Financial Advisor Update

Professor Buffett's Safety Lesson

Stock quotes in this article: BRK.A , JPM , WFC , BAC , GE , GS , MCO  

NEW YORK (TheStreet.com) -- Traditionally, Warren Buffett is the type of person who practices what he preaches. Acting on one of his most recognizable lessons -- buy when others are scared -- Buffett proclaimed in a New York Times op-ed piece from earlier this year that he still felt comfortable buying stock in American companies. This was at a time when most people were running scared as Bear Stearns, Lehman Bros. and the U.S. markets in general were taking a dive.

However, now that the market appears to be on the rebound he seems to be stepping back from his message.
Buffett and His Holdings

As it turns out Berkshire Hathaway(BRK.A Quote) has recently been shedding shares of stock and, in return, buying up corporate and government issued debt. In fact recently the company's sales outnumbered its buys. The investor's decision to alter his investment mindset shows just how much further we still have to go as the U.S. markets work towards recovery.

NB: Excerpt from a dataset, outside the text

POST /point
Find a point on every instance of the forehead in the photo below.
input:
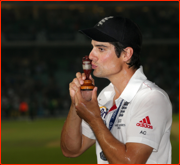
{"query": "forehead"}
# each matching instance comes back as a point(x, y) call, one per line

Like all of Buffett's decisions, it is likely that his choice to take a more conservative approach was preceded by intense and thorough research on the present and future of the U.S. financial markets. While huge money bled out of the markets during the most recent economic crisis, Buffett personally lost an estimated $25 billion dollars. Berkshire followed the rest of the market, shedding close to a fifth of its value during last year.

Perhaps the most public example of Buffett's conservative swing is his 2% stake reduction in Moody's(MCO Quote). Last week an article stated that in July the company sold 8 million shares of the Moody's. Buffett's decision to cut his company's exposure to the ratings agency was likely due to the fear that its involvement during the economic crisis had damaged the company's ratings' reputations. Interestingly, even with this huge shedding, Berkshire still remains the largest shareholder in Moody's with 39.2 million shares.

Buffett's decision to decrease his exposure to stocks can be seen as an attempt to steer clear of taking the same beating as he did during the worst of the recession. However, though he did get hit hard, this does not mean that he didn't also have his share of success throughout the past year as well. In fact, his bold investment choices have helped to make him one of the biggest winners throughout the whole ordeal.